Until now, California has used the number of students who sign up for free and reduced school meals and whose families have enlisted in other federal poverty programs to determine a district’s low-income students. But that measure is no longer accurate; districts are having difficulty persuading parents to verify their family income, now that California is offering free lunches and breakfasts for all students.
Other states have been exploring an alternative to free and reduced meals eligibility, which experts view as a convenient but imprecise measure of poverty. Ting and O’Donnell propose using the standard for receiving state financial aid for college through Cal Grants as the new basis for low-income eligibility. That standard is income of up to 250% of the federal standard for poverty – $66,000 this year for a family of four – compared with 185% of poverty as eligibility for free and reduced meals.
The impact would be to add hundreds of thousands of additional students qualifying for supplemental funding under the funding formula, at an estimated additional cost of about $2 billion per year; the percentage of students eligible for the money would rise from 63% to 70% of students statewide, based on Census data, according to estimates from Ting’s office.
Student advocacy groups that favor more funding for districts with the most concentrated poverty say this approach is a potential concern.
“We’re not ready to jump on any bill yet.

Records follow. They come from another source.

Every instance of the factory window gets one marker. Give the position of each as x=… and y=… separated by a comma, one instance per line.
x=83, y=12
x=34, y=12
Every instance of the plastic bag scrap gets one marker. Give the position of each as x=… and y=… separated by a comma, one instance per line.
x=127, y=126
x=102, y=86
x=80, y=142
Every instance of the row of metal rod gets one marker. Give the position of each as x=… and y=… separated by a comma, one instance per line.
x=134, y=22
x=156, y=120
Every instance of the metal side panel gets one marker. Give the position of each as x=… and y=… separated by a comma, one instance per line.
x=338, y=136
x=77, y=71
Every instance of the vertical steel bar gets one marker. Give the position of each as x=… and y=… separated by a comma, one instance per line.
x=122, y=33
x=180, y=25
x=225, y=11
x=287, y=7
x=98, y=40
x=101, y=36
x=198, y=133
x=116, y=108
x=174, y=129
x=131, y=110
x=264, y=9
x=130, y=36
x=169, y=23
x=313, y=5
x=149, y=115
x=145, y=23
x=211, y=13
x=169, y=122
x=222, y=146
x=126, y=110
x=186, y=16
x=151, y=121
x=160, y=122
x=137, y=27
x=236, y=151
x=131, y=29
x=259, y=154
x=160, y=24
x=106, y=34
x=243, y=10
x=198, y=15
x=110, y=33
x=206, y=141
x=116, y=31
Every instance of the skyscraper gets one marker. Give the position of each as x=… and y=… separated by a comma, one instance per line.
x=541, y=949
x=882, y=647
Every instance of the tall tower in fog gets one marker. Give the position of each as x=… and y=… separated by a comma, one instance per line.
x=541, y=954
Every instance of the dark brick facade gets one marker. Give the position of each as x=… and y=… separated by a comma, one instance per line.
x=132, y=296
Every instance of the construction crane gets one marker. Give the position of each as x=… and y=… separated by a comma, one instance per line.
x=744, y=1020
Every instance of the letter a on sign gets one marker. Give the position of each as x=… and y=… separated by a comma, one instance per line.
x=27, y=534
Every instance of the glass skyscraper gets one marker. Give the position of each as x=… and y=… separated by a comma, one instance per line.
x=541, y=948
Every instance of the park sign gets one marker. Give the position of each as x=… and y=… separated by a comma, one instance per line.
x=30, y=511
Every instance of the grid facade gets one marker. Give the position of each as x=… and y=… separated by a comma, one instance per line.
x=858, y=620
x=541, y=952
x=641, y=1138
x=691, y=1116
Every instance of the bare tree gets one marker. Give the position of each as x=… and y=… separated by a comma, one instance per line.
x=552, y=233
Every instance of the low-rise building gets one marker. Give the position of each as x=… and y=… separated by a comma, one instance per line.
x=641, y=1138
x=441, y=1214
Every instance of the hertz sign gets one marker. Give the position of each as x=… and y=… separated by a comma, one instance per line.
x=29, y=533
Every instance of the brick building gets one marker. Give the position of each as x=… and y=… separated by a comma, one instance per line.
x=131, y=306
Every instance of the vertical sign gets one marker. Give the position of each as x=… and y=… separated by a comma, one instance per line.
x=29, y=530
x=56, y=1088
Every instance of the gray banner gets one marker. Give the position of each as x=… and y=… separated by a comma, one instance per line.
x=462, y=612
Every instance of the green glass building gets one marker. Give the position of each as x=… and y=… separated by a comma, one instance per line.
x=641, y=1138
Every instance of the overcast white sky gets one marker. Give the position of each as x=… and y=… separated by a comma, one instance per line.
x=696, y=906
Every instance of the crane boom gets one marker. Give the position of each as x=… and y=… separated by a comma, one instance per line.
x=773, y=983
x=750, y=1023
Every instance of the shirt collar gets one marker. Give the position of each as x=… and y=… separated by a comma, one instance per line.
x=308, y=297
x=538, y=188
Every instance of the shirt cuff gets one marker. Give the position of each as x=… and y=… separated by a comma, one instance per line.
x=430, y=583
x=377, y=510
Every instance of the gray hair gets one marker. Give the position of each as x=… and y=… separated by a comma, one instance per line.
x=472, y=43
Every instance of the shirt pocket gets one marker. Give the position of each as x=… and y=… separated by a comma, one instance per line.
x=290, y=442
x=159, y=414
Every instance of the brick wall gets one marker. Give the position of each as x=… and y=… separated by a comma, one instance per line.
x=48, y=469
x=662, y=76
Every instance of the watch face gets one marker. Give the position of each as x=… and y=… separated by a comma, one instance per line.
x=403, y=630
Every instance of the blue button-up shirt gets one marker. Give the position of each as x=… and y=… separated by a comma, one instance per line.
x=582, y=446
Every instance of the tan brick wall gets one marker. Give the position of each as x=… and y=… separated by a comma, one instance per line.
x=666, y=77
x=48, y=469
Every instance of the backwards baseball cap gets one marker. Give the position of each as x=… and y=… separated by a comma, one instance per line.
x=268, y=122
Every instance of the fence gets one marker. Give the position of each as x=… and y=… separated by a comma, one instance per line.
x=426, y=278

We want to see some increase to the base, but two and a half times federal poverty level seems high and could dilute the impact on funding equity,” said John Affeldt, managing attorney for the nonprofit law firm Public Advocates, and a spokesperson for the LCFF Equity Coalition, representing a dozen student advocacy and civil rights organizations.
Further analysis could show that most of the additional students whose families earn up to 250% of poverty would generate more revenue for middle class districts, not urban districts with the most low-income students.
AB 1948 would also formally add homeless students as a category of students for additional funding under the formula and require districts to commit resources for them.
The bill sides with the governor on a related contentious issue: how to fund schools post-pandemic, amid projections of a statewide enrollment decline over the next decade. Newsom is proposing a rolling three-year average of funding, measured by daily student attendance. Doing so would cushion the impact of yearly drops in enrollment. Sen. Anthony Portantino, D- La Cañada Flintridge, is proposing to switch to funding by total enrollment, not attendance, which would provide districts with an estimated additional $3 billion more in annual revenue.
Left unresolved is how to fund schools in 2022-23. Attendance this year, the basis for next year’s budget, is expected to be sharply lower because of the omicron wave and continued high chronic absenteeism, creating a budget cut of 8% to 10% or more for many districts.
“That question is glaringly absent in the bill,” said Kevin Gordon, president of Capitol Advisors Group, an education consulting firm. “But it is a positive development that the Legislature is staking out its priority on base versus restricted funding ahead of the May revision.”